This emotional intensity reaches its peak in the slowed-down song “Go Find Yourself or Whatever.” With its steady beat and mellow sound, Jepsen’s voice loses its upbeat pop-music tones as she sentimentally croons “So go find yourself or whatever I hope it treats you better than I could do And I'll wait for you.” It feels like a country-style ballad in the best way possible. Her lyrics viscerally capture her maturity — the responsibility is on her lover to find themselves, it is not her burden. The singer behind is wiser than the relentlessly romantic head-over-heels persona she first embodied in “Call Me Maybe.”
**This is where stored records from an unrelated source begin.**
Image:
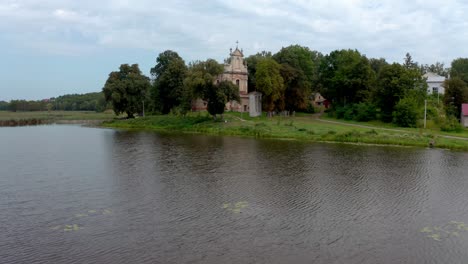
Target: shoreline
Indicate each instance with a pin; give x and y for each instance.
(298, 129)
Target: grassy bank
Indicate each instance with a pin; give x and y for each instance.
(8, 118)
(303, 127)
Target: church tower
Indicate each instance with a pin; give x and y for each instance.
(236, 72)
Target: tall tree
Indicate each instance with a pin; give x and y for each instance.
(200, 80)
(437, 68)
(346, 77)
(299, 72)
(456, 93)
(125, 89)
(409, 63)
(394, 83)
(377, 64)
(168, 87)
(269, 83)
(460, 69)
(252, 61)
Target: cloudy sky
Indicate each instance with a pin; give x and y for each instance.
(55, 47)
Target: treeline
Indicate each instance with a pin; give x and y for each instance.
(358, 87)
(70, 102)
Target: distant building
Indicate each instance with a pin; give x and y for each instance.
(255, 104)
(235, 71)
(434, 83)
(319, 101)
(464, 115)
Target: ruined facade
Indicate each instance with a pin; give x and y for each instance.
(235, 71)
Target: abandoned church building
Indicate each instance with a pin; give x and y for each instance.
(235, 71)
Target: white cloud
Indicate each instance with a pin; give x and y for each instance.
(430, 30)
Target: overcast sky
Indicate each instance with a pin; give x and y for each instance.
(55, 47)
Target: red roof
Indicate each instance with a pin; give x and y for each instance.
(465, 109)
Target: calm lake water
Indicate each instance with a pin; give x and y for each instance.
(71, 194)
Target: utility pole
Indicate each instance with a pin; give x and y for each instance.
(425, 113)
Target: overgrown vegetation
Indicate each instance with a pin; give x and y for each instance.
(302, 127)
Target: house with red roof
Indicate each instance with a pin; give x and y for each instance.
(464, 115)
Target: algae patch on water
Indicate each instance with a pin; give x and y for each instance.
(235, 207)
(438, 233)
(80, 217)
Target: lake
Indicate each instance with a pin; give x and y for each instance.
(72, 194)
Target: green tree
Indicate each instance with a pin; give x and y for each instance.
(125, 89)
(437, 68)
(377, 64)
(393, 83)
(217, 95)
(168, 89)
(409, 63)
(456, 93)
(270, 83)
(201, 75)
(299, 72)
(405, 113)
(460, 69)
(346, 77)
(201, 82)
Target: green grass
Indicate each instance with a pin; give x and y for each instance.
(301, 127)
(56, 115)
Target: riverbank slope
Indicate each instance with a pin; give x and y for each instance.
(301, 127)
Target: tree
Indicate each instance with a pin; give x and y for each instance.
(200, 75)
(345, 77)
(269, 82)
(456, 93)
(405, 113)
(218, 95)
(394, 82)
(168, 89)
(200, 81)
(125, 89)
(437, 68)
(252, 61)
(409, 63)
(377, 64)
(299, 71)
(460, 69)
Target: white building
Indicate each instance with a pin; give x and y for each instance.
(434, 83)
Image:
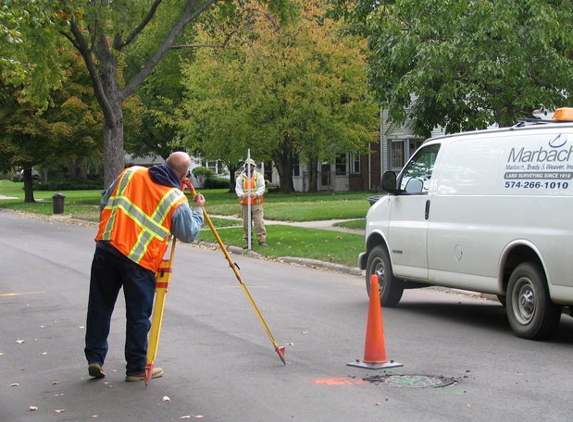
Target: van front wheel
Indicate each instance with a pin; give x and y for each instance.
(530, 311)
(391, 288)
It is after this considered portrayal of relationships that the title track “The Loneliest Time” comes up. In light of her ruminations on love, destiny, and growth, it is impossible to see the famous line “I’m coming back for you baby!” as just another fun disco-party call-to-action. It is weighed with a certain melancholic undertone, a fraught longing. Its energetic beat breaks through the contemplation with a payoff that feels rejuvenating and fresh but considered. She takes her listeners on her journey to maturity.
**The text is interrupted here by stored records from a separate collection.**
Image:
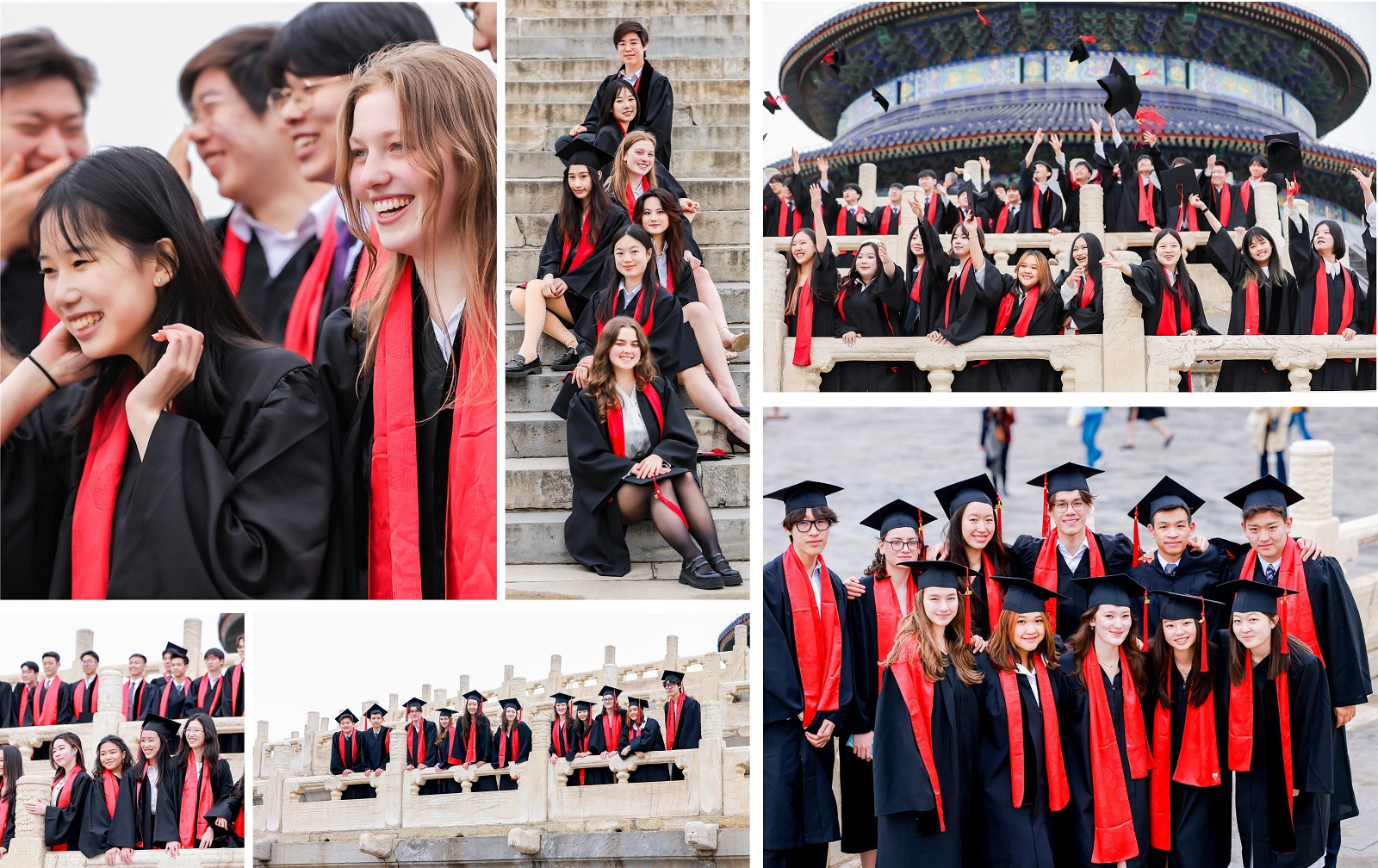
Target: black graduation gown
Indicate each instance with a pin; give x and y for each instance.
(1341, 637)
(1199, 815)
(872, 310)
(171, 785)
(799, 808)
(585, 282)
(204, 514)
(1116, 555)
(648, 741)
(1337, 374)
(338, 358)
(594, 534)
(64, 826)
(1002, 835)
(1260, 810)
(655, 107)
(1075, 718)
(1276, 307)
(904, 806)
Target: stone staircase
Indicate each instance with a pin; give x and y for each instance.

A quick note must be made of the three bonus tracks: “Anxious,” “Thinking Over The Weekend,” and “Keep Away.” It is obvious why they are relegated to bonus tracks: They don’t fit within the narrative of growth and empowerment that her album carefully charts out. This separation speaks to a unified artistic vision that shines through.

While the experimentation with different sounds may at times feel incohesive, it is a fresh breath of air for an artist who’s been around since 2008. Being released on the same day as Taylor Swift’s album “Midnights” might have drawn some of the focus away from Jepsen, but hers is an album worth listening to, especially for fans who have followed her since her earlier days. Do not be fooled by her TikTok fame, this is an album that breaks away from pop trends to present an important message about self-reflection. The album makes it clear: Jepsen has grown as both a person and an artist.